Nonetheless, the speech is one that realizes the hope I expressed more than a year ago in an open letter to then Senator Obama: “Some people have pointed to 9/11 as a manifestation of the clash between the Muslim and Christian worlds. Given your personal background, you have what may be a unique opportunity to establish a dialogue between these two worlds and in so doing begin to restore our international standing. Just electing you will demonstrate to the world that we can put our ideals into action.”
President Obama’s made several references to the need for honesty, putting forth some very sensitive key issues to his Egyptian audience, such as the future security of Israel and the need for Palestinian statehood, and Iran’s place in a nuclear world.
And if I am to be honest, during my lifetime the American Presidency sometimes has been a source of embarrassment, culminating in President George W. Bush having to duck shoes thrown at him. When I traveled the world I would occasionally feel the undercurrent of anti-Americanism, the stereotype of the “ugly American” that President Obama has asked the Muslim world to renounce as he has said we must “fight against negative stereotypes of Islam wherever they appear.”

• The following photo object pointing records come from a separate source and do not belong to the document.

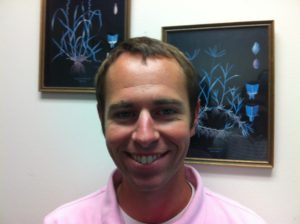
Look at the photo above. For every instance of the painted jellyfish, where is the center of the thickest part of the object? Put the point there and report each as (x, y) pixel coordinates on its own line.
(112, 39)
(252, 90)
(252, 112)
(116, 9)
(255, 50)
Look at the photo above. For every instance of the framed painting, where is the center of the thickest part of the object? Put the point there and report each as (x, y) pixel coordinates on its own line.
(235, 64)
(76, 37)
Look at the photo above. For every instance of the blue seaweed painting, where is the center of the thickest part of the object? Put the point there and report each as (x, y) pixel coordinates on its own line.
(74, 39)
(222, 99)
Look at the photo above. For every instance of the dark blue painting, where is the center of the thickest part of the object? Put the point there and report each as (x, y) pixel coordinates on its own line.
(235, 66)
(77, 36)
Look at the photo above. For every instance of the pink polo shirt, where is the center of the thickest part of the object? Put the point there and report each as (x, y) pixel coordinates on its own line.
(205, 207)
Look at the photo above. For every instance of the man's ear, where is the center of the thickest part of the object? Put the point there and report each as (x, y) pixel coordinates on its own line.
(101, 118)
(197, 110)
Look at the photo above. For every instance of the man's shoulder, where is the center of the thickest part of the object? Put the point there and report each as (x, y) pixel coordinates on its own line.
(87, 206)
(223, 206)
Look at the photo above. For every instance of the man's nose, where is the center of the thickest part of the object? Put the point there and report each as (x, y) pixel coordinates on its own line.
(145, 133)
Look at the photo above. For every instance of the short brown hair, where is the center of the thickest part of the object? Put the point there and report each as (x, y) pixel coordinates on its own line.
(147, 48)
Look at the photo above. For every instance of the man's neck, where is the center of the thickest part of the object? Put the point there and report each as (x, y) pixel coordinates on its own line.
(154, 206)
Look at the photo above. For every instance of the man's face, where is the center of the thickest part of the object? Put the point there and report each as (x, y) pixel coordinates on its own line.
(147, 120)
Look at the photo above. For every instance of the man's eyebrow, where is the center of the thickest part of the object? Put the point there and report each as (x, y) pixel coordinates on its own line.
(168, 102)
(157, 102)
(120, 105)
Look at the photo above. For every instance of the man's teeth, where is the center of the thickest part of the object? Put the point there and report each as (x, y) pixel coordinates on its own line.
(145, 159)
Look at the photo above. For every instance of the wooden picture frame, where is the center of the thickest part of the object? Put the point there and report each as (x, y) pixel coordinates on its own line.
(235, 62)
(76, 37)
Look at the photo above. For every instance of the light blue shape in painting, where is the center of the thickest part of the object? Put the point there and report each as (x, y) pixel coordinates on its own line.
(252, 90)
(255, 48)
(112, 39)
(252, 112)
(256, 63)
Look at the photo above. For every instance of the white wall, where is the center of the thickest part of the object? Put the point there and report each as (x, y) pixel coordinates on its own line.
(51, 147)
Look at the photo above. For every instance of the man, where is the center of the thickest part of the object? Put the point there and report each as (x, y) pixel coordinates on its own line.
(147, 93)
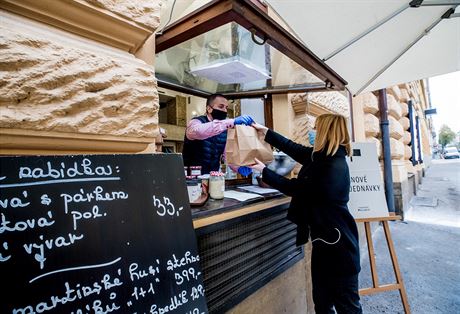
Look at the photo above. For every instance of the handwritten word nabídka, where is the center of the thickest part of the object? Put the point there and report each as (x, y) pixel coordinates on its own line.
(63, 172)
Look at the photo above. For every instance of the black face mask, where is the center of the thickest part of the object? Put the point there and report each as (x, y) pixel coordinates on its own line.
(218, 114)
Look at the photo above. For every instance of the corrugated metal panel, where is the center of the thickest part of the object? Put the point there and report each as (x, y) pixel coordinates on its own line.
(241, 255)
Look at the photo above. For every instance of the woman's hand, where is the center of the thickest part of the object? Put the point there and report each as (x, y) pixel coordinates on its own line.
(260, 128)
(259, 166)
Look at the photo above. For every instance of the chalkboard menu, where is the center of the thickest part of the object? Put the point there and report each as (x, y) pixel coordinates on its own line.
(97, 234)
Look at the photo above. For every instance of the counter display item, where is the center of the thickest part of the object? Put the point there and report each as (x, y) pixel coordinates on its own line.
(216, 185)
(195, 170)
(204, 183)
(193, 189)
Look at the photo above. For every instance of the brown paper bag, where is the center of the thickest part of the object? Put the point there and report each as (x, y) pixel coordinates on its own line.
(244, 144)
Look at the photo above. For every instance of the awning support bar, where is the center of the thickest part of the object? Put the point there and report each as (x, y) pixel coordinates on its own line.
(425, 32)
(439, 3)
(370, 30)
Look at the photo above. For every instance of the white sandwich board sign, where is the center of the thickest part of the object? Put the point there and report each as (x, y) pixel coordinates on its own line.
(367, 193)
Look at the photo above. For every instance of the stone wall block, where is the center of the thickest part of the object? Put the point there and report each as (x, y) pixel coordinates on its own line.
(396, 129)
(370, 102)
(371, 125)
(378, 145)
(404, 108)
(394, 109)
(405, 123)
(397, 149)
(302, 123)
(406, 137)
(332, 101)
(49, 85)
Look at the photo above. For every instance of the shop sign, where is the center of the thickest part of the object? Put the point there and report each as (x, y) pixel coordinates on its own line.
(367, 194)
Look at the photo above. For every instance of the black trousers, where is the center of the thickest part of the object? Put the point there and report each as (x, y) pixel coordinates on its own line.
(340, 293)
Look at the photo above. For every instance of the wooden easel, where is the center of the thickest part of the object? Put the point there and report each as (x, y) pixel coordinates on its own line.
(399, 285)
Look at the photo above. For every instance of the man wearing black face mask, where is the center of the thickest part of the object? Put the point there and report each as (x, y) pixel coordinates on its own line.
(206, 135)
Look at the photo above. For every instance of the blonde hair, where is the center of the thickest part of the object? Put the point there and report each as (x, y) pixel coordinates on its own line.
(331, 132)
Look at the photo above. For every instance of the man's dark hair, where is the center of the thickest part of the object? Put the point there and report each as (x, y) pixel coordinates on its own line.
(212, 97)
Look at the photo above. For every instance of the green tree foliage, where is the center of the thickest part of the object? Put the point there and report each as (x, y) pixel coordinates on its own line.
(446, 135)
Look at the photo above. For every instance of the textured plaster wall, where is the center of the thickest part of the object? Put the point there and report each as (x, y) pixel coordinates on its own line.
(146, 13)
(53, 81)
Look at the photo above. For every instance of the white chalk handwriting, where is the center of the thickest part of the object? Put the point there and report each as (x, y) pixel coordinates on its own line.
(165, 207)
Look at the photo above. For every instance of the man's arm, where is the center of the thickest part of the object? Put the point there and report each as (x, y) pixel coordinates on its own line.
(200, 131)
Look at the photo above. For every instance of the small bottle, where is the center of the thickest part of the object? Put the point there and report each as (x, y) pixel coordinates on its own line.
(216, 185)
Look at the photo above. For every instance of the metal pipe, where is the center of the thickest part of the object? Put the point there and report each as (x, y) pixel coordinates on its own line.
(439, 3)
(370, 30)
(412, 131)
(352, 122)
(419, 146)
(387, 171)
(312, 87)
(425, 32)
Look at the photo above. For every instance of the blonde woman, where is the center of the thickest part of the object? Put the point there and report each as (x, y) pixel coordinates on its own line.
(318, 207)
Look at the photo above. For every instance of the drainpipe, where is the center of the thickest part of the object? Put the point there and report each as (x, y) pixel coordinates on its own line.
(387, 172)
(352, 122)
(412, 132)
(419, 145)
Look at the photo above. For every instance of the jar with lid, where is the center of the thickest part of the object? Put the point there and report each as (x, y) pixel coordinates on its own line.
(195, 171)
(193, 188)
(216, 185)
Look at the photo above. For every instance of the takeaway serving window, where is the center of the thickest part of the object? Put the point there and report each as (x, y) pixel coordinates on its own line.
(234, 48)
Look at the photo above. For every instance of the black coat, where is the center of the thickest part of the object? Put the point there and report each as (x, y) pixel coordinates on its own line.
(320, 194)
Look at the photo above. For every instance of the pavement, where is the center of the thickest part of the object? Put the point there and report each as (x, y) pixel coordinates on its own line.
(427, 245)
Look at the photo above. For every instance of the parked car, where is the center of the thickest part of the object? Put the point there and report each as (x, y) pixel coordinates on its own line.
(451, 153)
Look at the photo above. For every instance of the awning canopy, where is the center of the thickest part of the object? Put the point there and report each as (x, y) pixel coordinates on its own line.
(375, 44)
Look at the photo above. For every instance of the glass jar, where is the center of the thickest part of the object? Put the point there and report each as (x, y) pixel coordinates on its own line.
(193, 189)
(195, 171)
(216, 185)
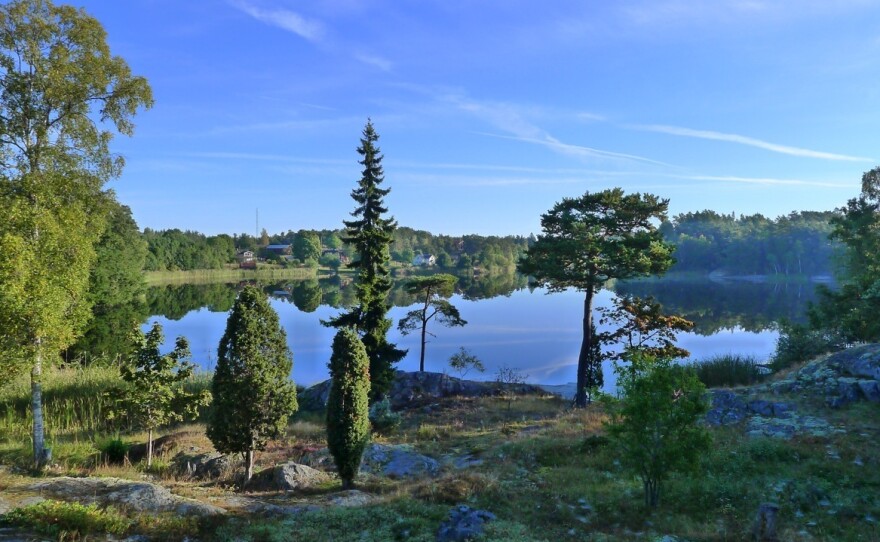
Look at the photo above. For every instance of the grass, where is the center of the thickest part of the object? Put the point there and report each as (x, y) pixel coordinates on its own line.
(729, 370)
(548, 473)
(196, 276)
(75, 407)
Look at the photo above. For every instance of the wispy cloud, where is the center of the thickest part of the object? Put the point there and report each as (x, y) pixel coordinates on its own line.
(377, 61)
(514, 120)
(579, 151)
(761, 180)
(283, 18)
(744, 140)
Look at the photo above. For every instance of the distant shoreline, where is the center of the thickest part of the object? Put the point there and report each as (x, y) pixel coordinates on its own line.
(158, 278)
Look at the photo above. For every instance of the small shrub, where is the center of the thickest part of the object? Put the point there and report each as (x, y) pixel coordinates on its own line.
(113, 450)
(384, 419)
(68, 521)
(463, 362)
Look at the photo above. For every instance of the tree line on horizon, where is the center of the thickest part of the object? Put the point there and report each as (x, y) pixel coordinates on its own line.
(796, 244)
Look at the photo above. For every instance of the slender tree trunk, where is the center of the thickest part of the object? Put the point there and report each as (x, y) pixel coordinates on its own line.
(580, 398)
(424, 331)
(150, 447)
(37, 407)
(249, 459)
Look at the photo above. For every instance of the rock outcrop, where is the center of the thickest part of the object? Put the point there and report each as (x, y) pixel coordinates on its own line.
(287, 477)
(464, 523)
(139, 496)
(415, 388)
(839, 379)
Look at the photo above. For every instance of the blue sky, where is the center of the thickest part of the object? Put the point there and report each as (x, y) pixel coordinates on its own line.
(489, 112)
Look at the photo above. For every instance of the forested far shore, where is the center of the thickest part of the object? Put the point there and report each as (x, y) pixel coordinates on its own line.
(706, 241)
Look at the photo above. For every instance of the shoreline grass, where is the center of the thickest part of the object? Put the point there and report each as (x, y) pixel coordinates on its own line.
(729, 370)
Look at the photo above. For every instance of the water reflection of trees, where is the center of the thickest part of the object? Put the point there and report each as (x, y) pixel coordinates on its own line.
(713, 306)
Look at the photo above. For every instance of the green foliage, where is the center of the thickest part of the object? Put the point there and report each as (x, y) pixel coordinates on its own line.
(69, 521)
(850, 311)
(589, 240)
(61, 96)
(728, 370)
(655, 425)
(433, 291)
(172, 250)
(252, 390)
(155, 395)
(463, 362)
(348, 423)
(382, 418)
(796, 244)
(639, 325)
(371, 235)
(113, 450)
(307, 246)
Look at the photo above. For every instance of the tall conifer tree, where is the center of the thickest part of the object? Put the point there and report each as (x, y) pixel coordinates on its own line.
(371, 234)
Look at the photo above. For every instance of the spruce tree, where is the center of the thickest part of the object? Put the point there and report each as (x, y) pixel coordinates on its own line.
(253, 392)
(348, 422)
(371, 235)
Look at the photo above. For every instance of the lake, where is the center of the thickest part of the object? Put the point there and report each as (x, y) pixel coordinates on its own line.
(508, 323)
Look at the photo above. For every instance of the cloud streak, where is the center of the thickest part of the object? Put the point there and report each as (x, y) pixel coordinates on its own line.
(285, 19)
(514, 121)
(749, 141)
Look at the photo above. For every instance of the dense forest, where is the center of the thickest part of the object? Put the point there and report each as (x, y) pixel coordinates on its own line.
(796, 244)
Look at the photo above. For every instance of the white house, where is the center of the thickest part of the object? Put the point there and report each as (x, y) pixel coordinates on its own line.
(424, 259)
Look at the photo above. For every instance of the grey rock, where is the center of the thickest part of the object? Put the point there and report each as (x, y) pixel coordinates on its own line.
(351, 497)
(287, 477)
(870, 390)
(397, 461)
(464, 523)
(204, 466)
(139, 496)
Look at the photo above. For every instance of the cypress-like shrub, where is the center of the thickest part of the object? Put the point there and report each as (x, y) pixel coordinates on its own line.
(348, 422)
(252, 389)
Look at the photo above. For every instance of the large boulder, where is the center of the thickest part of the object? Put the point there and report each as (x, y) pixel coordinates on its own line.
(139, 496)
(464, 523)
(211, 465)
(838, 379)
(418, 388)
(287, 477)
(397, 461)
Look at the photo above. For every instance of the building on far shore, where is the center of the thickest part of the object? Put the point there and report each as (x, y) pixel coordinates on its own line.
(281, 250)
(424, 259)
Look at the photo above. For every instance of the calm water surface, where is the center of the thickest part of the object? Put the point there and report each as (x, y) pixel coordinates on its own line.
(538, 334)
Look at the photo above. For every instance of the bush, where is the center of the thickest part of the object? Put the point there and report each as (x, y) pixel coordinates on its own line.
(68, 521)
(113, 450)
(729, 370)
(384, 419)
(348, 424)
(656, 424)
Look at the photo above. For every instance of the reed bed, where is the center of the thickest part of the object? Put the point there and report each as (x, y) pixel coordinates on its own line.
(728, 370)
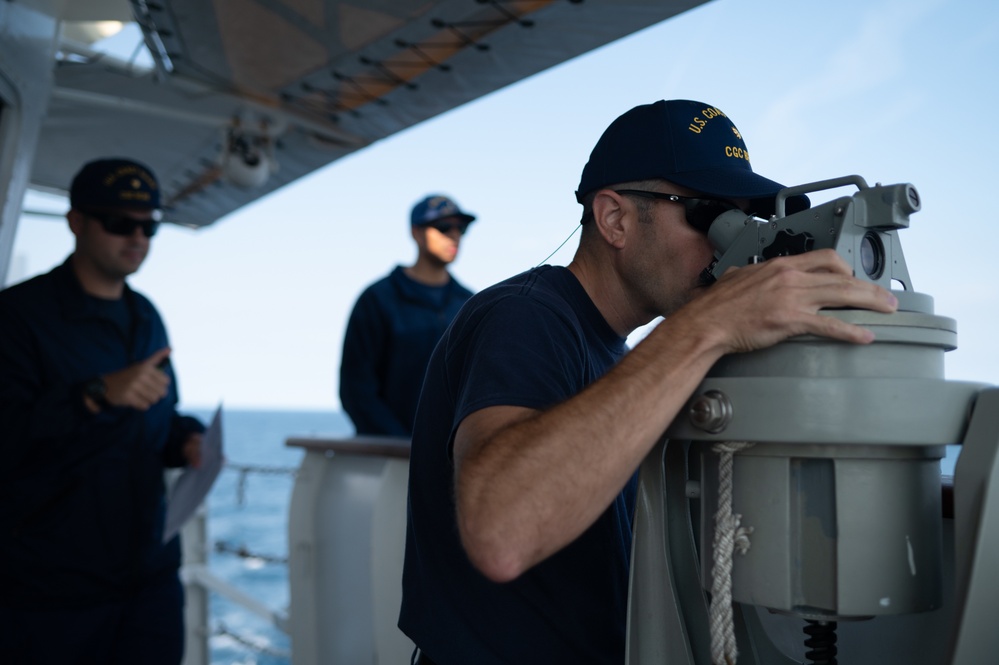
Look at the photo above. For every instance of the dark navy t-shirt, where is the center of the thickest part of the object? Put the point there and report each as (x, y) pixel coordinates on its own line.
(534, 340)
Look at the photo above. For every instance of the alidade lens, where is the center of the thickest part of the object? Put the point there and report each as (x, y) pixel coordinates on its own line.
(872, 255)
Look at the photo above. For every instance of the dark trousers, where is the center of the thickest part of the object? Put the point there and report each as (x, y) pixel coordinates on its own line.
(148, 628)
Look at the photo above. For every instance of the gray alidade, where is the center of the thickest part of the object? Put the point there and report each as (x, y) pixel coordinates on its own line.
(798, 500)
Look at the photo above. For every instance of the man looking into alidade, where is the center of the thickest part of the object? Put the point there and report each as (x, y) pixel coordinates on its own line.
(533, 420)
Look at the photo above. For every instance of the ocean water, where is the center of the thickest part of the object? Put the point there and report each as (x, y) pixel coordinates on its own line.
(249, 510)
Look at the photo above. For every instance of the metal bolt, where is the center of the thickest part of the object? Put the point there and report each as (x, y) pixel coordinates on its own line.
(711, 412)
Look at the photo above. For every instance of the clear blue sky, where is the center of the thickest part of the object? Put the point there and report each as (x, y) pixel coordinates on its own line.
(892, 90)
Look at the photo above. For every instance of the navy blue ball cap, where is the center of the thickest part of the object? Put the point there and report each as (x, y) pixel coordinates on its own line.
(112, 184)
(687, 143)
(437, 206)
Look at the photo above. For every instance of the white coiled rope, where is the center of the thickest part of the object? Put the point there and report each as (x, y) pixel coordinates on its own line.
(729, 536)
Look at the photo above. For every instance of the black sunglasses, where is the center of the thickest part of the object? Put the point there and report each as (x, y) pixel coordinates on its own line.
(447, 227)
(121, 225)
(700, 213)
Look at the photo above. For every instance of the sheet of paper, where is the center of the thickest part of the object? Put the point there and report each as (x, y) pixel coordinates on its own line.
(191, 488)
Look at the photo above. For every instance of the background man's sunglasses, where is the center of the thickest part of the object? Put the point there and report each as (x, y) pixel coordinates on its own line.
(120, 225)
(447, 227)
(699, 212)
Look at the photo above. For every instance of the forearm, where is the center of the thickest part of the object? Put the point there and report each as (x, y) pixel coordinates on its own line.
(535, 485)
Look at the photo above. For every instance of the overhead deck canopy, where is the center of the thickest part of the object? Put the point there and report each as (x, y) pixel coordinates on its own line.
(249, 95)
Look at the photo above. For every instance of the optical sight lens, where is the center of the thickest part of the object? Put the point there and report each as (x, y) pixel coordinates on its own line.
(872, 255)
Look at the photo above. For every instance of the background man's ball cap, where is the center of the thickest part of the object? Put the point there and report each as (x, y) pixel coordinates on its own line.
(115, 183)
(688, 143)
(437, 206)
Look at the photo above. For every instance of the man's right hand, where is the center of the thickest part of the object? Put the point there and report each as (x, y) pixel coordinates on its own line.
(141, 384)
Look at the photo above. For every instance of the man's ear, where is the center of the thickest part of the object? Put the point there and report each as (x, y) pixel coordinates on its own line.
(609, 212)
(76, 221)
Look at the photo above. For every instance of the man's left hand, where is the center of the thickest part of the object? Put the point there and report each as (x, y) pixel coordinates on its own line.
(191, 450)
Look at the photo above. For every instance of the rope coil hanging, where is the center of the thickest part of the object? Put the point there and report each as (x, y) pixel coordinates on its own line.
(729, 536)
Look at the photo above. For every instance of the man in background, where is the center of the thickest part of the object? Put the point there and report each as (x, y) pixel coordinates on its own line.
(398, 320)
(533, 420)
(87, 412)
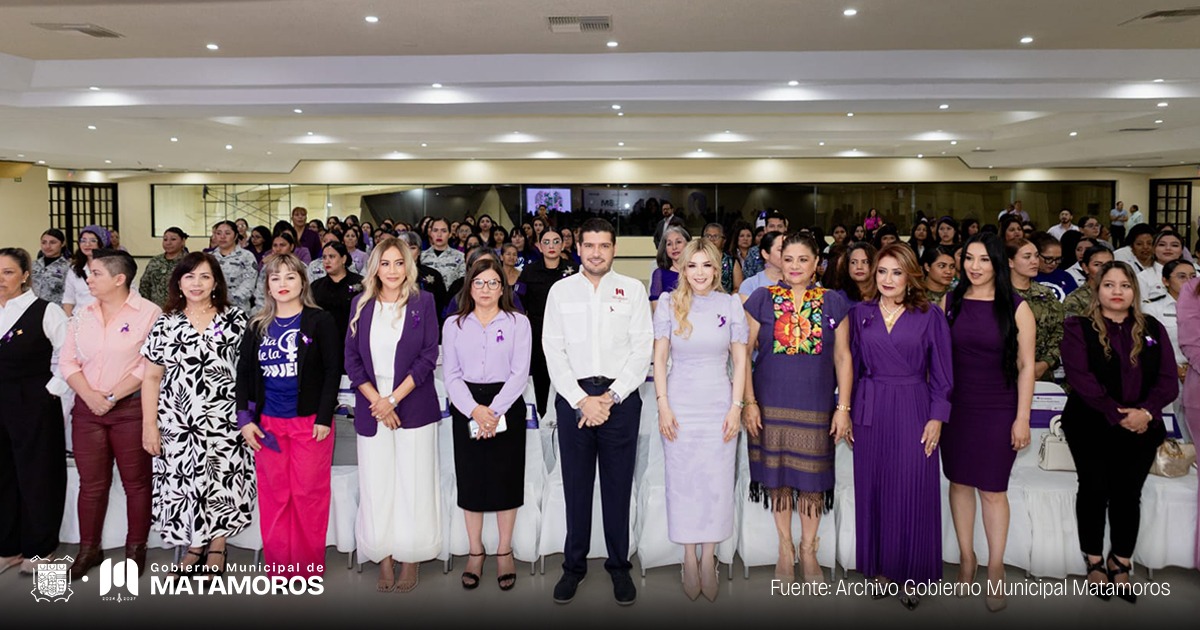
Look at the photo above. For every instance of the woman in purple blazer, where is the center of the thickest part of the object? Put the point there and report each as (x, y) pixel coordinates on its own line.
(391, 349)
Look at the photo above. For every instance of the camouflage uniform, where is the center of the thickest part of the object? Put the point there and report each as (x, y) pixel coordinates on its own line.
(1048, 312)
(1077, 303)
(450, 263)
(49, 280)
(240, 269)
(156, 277)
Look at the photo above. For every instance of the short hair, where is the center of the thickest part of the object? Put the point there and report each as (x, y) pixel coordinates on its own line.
(175, 299)
(118, 262)
(598, 225)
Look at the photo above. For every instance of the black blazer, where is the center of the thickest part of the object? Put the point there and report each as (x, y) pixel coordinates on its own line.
(319, 365)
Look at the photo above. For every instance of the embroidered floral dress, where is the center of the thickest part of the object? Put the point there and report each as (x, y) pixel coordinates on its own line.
(792, 459)
(204, 481)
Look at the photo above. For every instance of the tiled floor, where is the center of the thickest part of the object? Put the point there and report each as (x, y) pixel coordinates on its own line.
(349, 598)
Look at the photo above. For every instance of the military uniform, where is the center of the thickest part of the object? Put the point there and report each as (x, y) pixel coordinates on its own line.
(51, 279)
(1048, 312)
(1077, 303)
(156, 277)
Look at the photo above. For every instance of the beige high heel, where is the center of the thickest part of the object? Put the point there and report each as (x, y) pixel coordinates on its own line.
(803, 549)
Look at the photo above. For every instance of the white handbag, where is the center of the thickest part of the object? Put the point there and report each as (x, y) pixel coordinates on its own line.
(1055, 455)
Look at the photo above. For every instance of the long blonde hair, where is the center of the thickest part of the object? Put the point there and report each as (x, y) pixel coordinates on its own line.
(681, 298)
(275, 264)
(372, 286)
(1096, 313)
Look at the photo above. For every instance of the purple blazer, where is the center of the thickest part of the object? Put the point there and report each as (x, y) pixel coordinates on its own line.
(417, 355)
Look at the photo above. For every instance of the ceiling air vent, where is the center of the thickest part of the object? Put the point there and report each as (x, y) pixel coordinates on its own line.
(1168, 16)
(580, 23)
(91, 30)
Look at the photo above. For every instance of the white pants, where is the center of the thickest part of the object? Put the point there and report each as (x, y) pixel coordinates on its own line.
(400, 502)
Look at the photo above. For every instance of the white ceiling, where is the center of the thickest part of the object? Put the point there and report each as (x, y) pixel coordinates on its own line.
(688, 75)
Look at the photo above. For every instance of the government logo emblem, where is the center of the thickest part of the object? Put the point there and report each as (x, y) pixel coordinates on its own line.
(51, 580)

During my adult lifetime I can think of only two comparable speeches as noteworthy as Obama’s: President Kennedy’s “Ich bin ein Berliner” June 26, 1963 speech (ironically three days before my first marriage) in West Berlin and President Reagan’s June 12, 1987 speech at the Brandenburg Gate, proclaiming “Tear down this wall!” a challenge to Soviet leader Mikhail Gorbachev to destroy the Berlin Wall. I was in Frankfurt Germany on October 3, 1990 when Berlin was united into a single city-state and East/West German unity was achieved, the words of Kennedy and Reagan resonating in history.
Hopefully President Obama’s Cairo speech similarly will be recognized as an inspirational turning point sometime in the future. Words and leadership make a difference.